Compound no.	Fungal inhibition zone (mm)
	A. alternata	G. lucidum	A. flavus	A. niger
HL	27.0ab  ±  1.00	11.5c  ±  0.86	37.5ab  ±  0.86	14.5bc  ±  1.65
(1)	26.4ab  ±  1.00	19.3bc  ±  1.00	20.2bc  ±  1.65	20.3ab  ±  0.86
(2)	20.0c  ±  1.41	19.0bc  ±  1.00	20.5bc  ±  1.65	20.5bc  ±  0.86
(3)	26.9bc  ±  1.41	20.2ab  ±  1.65	35.2bc  ±  1.65	21.2bc  ±  0.86
(4)	30.0ab  ±  1.41	18.5bc  ±  0.86	19.5c  ±  1.65	18.5bc  ±  0.86
(5)	30.0ab  ±  1.41	39.5ab  ±  1.65	37.0ab ± 1.65	33.5 a  ±  1.65
(6)	28.5ab  ±  0.86	25.0bc  ±  1.00	32.0bc  ±  1.41	19.5bc  ±  0.86
Fluconazole	30.5a  ±  0.86	41.5a  ±  0.86	54.0a  ±  1.41	12.5c  ±  0.86

aConcentration: 1 mg/mL in DMSO.

bStandard: fluconazole.

c0: no activity, 5–10: activity present, 11–25: moderate activity, 26–40: strong activity.

dAntibacterial values are mean ± S.D of samples analyzed individually in triplicate at P < 0.1.

eDifferent letters in superscript indicate significant differences.

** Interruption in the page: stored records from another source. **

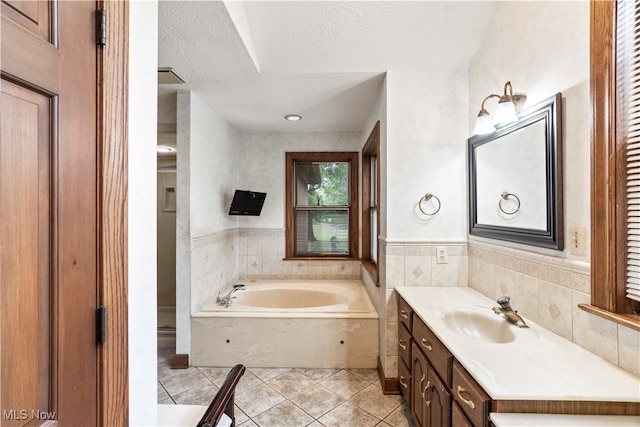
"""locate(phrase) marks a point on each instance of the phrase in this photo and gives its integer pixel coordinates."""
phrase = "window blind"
(628, 96)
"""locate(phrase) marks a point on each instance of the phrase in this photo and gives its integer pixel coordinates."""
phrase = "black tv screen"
(247, 202)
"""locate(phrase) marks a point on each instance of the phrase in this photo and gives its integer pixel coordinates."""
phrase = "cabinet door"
(474, 402)
(404, 378)
(418, 383)
(457, 417)
(438, 401)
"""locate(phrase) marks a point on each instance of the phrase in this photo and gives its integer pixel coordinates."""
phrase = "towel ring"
(505, 196)
(426, 198)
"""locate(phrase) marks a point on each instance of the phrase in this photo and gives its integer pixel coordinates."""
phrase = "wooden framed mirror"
(515, 179)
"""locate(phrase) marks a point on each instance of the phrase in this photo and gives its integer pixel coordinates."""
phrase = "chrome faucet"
(226, 299)
(508, 313)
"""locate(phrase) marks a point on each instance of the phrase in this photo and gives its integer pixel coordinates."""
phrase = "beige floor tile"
(318, 374)
(317, 400)
(401, 417)
(285, 414)
(197, 396)
(374, 402)
(162, 393)
(183, 380)
(167, 401)
(370, 375)
(348, 415)
(258, 399)
(240, 416)
(290, 383)
(345, 384)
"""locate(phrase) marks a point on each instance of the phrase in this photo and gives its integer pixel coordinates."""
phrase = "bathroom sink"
(479, 323)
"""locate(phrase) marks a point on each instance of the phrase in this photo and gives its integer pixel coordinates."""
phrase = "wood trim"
(389, 385)
(629, 320)
(321, 156)
(113, 378)
(371, 148)
(566, 407)
(180, 361)
(608, 233)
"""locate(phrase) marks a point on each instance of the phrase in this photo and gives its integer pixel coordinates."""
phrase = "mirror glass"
(515, 180)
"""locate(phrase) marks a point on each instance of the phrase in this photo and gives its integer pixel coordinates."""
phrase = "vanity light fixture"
(293, 117)
(506, 112)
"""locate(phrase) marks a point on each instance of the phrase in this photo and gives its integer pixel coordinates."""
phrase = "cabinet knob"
(469, 403)
(403, 382)
(424, 394)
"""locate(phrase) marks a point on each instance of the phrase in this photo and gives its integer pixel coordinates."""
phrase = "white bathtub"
(289, 323)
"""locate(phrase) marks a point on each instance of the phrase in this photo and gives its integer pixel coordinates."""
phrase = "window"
(370, 197)
(614, 106)
(321, 192)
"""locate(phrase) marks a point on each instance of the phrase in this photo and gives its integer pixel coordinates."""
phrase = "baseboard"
(389, 385)
(180, 361)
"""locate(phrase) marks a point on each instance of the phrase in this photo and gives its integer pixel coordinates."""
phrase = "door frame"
(112, 165)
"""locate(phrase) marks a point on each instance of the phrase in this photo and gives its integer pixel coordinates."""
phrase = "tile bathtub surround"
(283, 397)
(547, 290)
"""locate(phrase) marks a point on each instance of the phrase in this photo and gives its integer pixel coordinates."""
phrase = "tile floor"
(283, 397)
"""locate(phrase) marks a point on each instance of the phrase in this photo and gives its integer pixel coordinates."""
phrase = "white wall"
(207, 250)
(426, 153)
(143, 64)
(214, 169)
(543, 48)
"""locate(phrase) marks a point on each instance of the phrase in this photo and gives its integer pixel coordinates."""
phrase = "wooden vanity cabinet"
(458, 419)
(427, 367)
(473, 400)
(404, 352)
(438, 401)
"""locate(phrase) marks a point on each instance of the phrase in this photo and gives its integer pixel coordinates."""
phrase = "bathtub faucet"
(226, 299)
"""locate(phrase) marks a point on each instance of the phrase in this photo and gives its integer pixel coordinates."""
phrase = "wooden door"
(418, 384)
(48, 226)
(439, 401)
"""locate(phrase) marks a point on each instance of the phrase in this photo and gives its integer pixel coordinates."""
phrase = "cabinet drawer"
(438, 355)
(472, 399)
(404, 378)
(404, 344)
(405, 312)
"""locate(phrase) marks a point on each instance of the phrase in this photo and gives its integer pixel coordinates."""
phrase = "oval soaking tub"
(289, 323)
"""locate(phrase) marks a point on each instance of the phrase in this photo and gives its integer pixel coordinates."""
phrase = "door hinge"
(101, 27)
(101, 324)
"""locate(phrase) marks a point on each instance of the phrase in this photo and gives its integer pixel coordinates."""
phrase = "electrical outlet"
(442, 255)
(577, 240)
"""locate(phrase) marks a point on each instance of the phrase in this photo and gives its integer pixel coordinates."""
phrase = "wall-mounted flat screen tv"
(247, 202)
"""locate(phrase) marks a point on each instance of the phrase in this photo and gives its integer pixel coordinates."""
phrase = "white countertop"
(537, 365)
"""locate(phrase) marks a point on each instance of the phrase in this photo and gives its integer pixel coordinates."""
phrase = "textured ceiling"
(254, 62)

3.6. Structure Activity Relationship

Although it is difficult to make out an exact structure-activity relationship between the antimicrobial activity and the structure of these complexes, it can possibly be concluded that the chelation as well as the addition of a substrate enhances the activity of the complexes. The variation in the toxicity of different antibacterial agents against various organisms depends on either the impermeability of the cell or differences in site of action or ability to cause mutations in the microorganism. Though the results suggest that the ligand has a remarkable toxic property, their complexes of tin inhibit the growth of microorganisms to a greater extent. This is in accordance with earlier reports [40]. Further, the greater activity of the complexes can also be explained on the basis of their higher solubility of the particles.

4. Conclusion

The FT-IR data of synthesized complexes clearly demonstrate that the zinc and tin become attached with the oxygen and sulphur of the ligand in a bidentate mode. In solid state, chlorodiorganotin complexes exhibit the penta/hexacoordinated geometry, whereas the triorganotin(IV) complexes show the five-coordinate geometry. Biological activity data showed that all the complexes were biologically active with few exceptions. These complexes were found to be more potent inhibitors toward fungal culture as compared to bacterial strains.